LimitRange: Setting Defaults
Manually setting resources on every deployment is error-prone. Use a LimitRange to define namespace-level defaults:
apiVersion: v1
kind: LimitRange
metadata:
name: default-limits
namespace: production
spec:
limits:
- type: Container
default:
memory: "256Mi"
cpu: "200m"
defaultRequest:
memory: "128Mi"
cpu: "100m"
max:
memory: "2Gi"
cpu: "2"
Now any container without explicit resource settings gets these defaults.
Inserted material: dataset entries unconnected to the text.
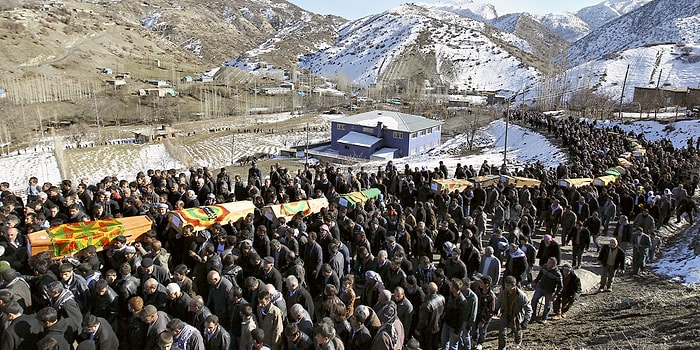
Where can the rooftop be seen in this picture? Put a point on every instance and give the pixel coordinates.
(359, 139)
(391, 120)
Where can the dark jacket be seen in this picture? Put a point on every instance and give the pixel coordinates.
(179, 308)
(301, 297)
(104, 338)
(431, 314)
(547, 251)
(361, 340)
(584, 239)
(62, 333)
(159, 298)
(218, 298)
(619, 258)
(571, 286)
(106, 306)
(219, 340)
(457, 309)
(22, 333)
(549, 280)
(68, 310)
(158, 327)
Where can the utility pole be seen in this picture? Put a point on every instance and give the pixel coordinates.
(622, 94)
(306, 152)
(233, 140)
(658, 94)
(505, 143)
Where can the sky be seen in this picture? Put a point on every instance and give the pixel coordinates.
(360, 8)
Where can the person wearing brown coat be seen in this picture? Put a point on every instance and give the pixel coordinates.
(270, 320)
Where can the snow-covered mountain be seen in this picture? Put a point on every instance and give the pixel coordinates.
(568, 25)
(483, 12)
(659, 42)
(658, 22)
(598, 15)
(425, 45)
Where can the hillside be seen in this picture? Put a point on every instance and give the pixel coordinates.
(430, 48)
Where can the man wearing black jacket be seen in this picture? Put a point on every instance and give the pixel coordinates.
(612, 258)
(457, 309)
(569, 293)
(23, 331)
(100, 331)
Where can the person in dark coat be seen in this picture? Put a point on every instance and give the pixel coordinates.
(100, 331)
(516, 263)
(581, 239)
(218, 298)
(297, 294)
(64, 303)
(23, 331)
(570, 292)
(470, 256)
(178, 302)
(215, 336)
(313, 258)
(154, 294)
(430, 318)
(548, 248)
(270, 274)
(149, 270)
(157, 322)
(105, 302)
(295, 339)
(57, 329)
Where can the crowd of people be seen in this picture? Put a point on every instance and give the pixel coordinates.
(412, 268)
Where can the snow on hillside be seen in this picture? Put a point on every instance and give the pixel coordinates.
(668, 65)
(597, 15)
(566, 24)
(370, 48)
(658, 22)
(475, 10)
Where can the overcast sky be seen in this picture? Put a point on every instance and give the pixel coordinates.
(359, 8)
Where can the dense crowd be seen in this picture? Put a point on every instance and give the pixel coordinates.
(411, 268)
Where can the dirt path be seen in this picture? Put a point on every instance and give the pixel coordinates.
(643, 312)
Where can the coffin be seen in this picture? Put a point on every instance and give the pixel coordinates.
(450, 185)
(575, 183)
(206, 216)
(288, 210)
(68, 239)
(519, 181)
(604, 180)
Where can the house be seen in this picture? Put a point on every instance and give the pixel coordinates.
(384, 135)
(160, 92)
(650, 97)
(156, 134)
(116, 82)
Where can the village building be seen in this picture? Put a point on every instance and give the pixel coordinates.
(650, 98)
(155, 133)
(379, 135)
ResourceQuota: Limiting Namespaces
ResourceQuota caps total resource consumption in a namespace:
apiVersion: v1
kind: ResourceQuota
metadata:
name: team-quota
namespace: team-a
spec:
hard:
requests.cpu: "10"
requests.memory: "20Gi"
limits.cpu: "20"
limits.memory: "40Gi"
pods: "50"
This prevents one team from consuming the entire cluster.
Vertical Pod Autoscaler (VPA)
Setting the right request values manually is guesswork. The Vertical Pod Autoscaler watches actual usage and recommends (or automatically sets) appropriate values.
apiVersion: autoscaling.k8s.io/v1
kind: VerticalPodAutoscaler
metadata:
name: my-app-vpa
spec:
targetRef:
apiVersion: apps/v1
kind: Deployment
name: my-app
updatePolicy:
updateMode: "Auto" # or "Off" for recommendations only
In Off mode, run VPA for a week to gather recommendations before applying them. Avoid Auto in production until you trust the recommendations.
Practical Guidelines
Always set requests. Without them, the scheduler is flying blind.
Set memory limits cautiously. If you’re not sure, set the limit 2x the request. Watch for OOMKilled events and adjust.
For CPU, limits are optional. CPU throttling is less harmful than OOM kills. Some teams omit CPU limits intentionally (setting only requests) to allow bursting.
Use namespace-level LimitRange as a safety net. Even if individual teams forget to set resources, the defaults protect the cluster.
Monitor kube_pod_container_resource_requests and kube_pod_container_resource_limits in Prometheus. Alert when requests are unset or when actual usage consistently exceeds requests.
Getting resources right is one of those unsexy infrastructure tasks that prevents 3 AM pages. Worth the investment.